To improve their effectiveness and accelerate change throughout their organizations, change management professionals need to be more and do less. Rather than act as authorities, they need to position themselves as peers serving as trusted advisors. This is change through connections, collaboration, and communication, not coercion.
In this webinar, Liz Guthridge will explain how changes in technology, demographics, and global economics plus advancements in neuroscience are influencing how individuals are reacting to organizational change. Based on her extensive experiences with Fortune 1000 companies as well as nonprofit organizations that count on an army of volunteers, she will describe how organization leaders need to adapt their change techniques to be more relevant and effective in today’s times. By viewing yourself as a coach, curator, and educator, you can increase your impact as a change leader.
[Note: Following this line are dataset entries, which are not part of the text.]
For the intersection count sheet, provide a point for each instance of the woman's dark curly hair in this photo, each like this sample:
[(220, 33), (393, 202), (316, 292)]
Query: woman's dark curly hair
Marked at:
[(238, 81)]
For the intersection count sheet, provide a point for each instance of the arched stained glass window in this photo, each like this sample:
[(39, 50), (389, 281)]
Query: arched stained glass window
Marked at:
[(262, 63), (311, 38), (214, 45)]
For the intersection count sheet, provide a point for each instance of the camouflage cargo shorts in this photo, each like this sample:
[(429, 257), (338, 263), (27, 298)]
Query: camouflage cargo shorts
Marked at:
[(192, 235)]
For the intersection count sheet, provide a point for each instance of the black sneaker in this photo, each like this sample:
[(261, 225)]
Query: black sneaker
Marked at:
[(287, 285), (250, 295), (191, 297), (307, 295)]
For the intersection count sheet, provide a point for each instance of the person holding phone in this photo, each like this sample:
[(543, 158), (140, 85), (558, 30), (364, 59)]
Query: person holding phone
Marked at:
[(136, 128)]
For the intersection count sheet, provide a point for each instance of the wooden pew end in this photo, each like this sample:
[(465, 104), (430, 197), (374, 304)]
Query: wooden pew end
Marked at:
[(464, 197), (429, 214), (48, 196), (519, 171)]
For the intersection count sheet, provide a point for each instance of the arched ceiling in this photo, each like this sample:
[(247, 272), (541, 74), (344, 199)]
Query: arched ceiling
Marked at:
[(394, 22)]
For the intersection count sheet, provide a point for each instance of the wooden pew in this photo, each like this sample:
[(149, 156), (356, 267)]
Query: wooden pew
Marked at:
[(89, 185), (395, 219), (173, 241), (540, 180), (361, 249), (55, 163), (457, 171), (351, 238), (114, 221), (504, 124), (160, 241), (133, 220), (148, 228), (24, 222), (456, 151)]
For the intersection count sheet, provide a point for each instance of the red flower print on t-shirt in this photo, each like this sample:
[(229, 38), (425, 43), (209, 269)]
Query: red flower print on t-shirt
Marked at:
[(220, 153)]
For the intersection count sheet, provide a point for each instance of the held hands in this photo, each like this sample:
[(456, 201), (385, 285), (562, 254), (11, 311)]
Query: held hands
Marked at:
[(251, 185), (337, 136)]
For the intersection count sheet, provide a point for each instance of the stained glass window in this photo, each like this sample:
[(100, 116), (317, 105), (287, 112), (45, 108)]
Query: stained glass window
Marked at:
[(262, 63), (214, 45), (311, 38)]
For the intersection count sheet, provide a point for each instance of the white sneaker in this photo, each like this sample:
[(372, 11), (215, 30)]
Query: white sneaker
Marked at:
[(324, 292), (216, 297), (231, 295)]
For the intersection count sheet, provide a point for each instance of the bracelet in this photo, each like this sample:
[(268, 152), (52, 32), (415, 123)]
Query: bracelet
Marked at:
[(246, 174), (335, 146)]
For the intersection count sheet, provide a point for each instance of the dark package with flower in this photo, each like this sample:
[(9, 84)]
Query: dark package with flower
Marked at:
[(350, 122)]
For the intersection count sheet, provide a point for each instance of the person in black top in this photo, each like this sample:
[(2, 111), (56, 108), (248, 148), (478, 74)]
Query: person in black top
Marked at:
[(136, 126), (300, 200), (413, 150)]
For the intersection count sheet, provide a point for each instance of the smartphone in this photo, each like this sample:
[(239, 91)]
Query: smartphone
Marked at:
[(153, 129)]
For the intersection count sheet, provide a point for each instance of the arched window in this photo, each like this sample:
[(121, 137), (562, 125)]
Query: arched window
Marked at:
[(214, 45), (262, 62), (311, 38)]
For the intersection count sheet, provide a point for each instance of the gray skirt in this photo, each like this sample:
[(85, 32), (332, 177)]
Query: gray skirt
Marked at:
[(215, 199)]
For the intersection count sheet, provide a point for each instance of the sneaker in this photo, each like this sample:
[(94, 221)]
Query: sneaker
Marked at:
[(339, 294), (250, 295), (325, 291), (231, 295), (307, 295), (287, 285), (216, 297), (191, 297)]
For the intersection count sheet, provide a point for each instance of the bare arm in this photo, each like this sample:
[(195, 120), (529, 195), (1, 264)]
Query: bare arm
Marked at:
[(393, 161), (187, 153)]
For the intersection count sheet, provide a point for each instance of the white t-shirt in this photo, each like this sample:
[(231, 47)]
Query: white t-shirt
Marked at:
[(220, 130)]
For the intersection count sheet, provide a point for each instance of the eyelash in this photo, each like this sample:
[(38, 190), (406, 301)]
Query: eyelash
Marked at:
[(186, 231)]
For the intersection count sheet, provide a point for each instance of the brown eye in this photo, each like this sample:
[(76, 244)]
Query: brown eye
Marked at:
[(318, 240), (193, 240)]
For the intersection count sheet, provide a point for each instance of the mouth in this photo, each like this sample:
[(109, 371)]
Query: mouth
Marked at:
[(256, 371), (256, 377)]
•How to connect with colleagues and put yourself in their shoes to be a more effective change coach and educator.
•How to replace complicated change methodologies with simple memorable processes that resonate with people. For example, learn how to use this 4-step message planning tool: What?, So what?, Now what?, and What next?
•How to curate instead of create to cut through clutter and build credibility
•How to position change in a more genuinely positive way to make it more brain friendly, which will accelerate adoption.
•How to leverage peers and networks to adopt change that sticks
Leaders, managers, team leaders, change agents, HR professionals, OD practitioners, and training & development staff.